Nicaraguans mark Sandinista revolution amid political crackdown
By James Blears
In past years, people from various regions in Nicaragua have been invited to the capital Managua for the massive celebrations there. But this year, they've been soberly ordered to stay home, and moderately celebrate with candy-filled pinatas. It's a sign of hard, violent, reactionary, and radically changing times.
The brutal, bankrupt, and greedy dictatorship of Anastasio Somoza and his family was overcome in 1979, by the will of the people and the brutally efficient force of Sandonistas, who assassinated him in Uruguay a year later. A cynic by birth, privilege, and legacy, he once callously uttered: "I don't want an educated work force.
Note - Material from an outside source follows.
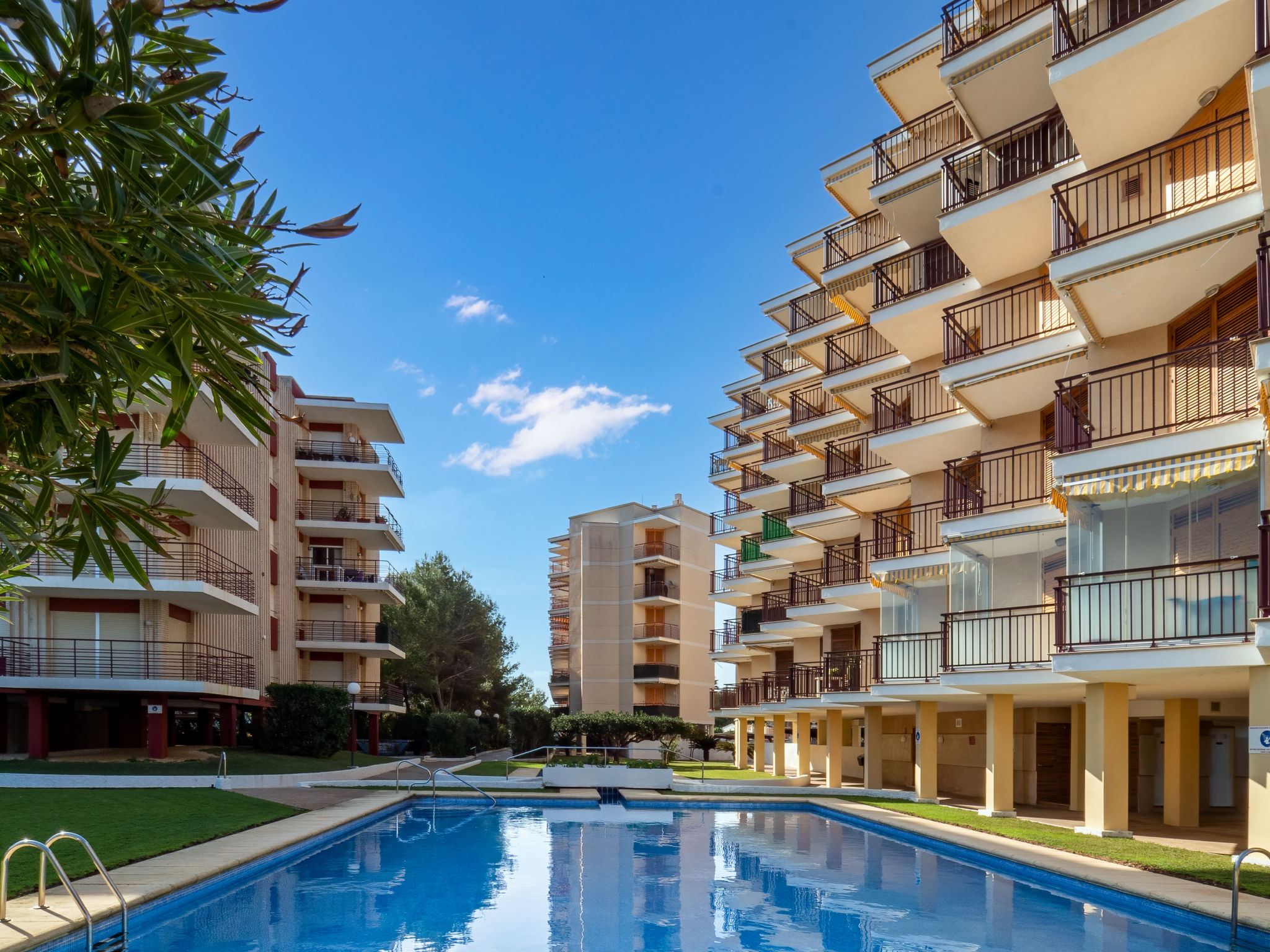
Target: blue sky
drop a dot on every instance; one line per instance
(569, 215)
I want oxen."
Now, all these years later, the once vibrant, decisive guerilla leader, and now ageing, ailing, and diminishing President Daniel Ortega and his ambitious wife, Vice President Rosario Murillo, are doggedly clinging to power.
A politically-fatal mistake of raising contributions, while slashing pensions, in a poor and perpetually struggling nation, lit the fizzling, crackling fuse of an unstoppable trouble.
And then, it considerably worsened with a brutal and heavy-handed security forces crack down, which has cost more than three hundred lives in less than three months.
The official Opposition Alliance says: "There's nothing to celebrate and much to lament."
Daniel Ortega, who's Presidency has another three long years to run, says he won't step down. Only time will tell if this is an imperious roar or a political death knell whimper.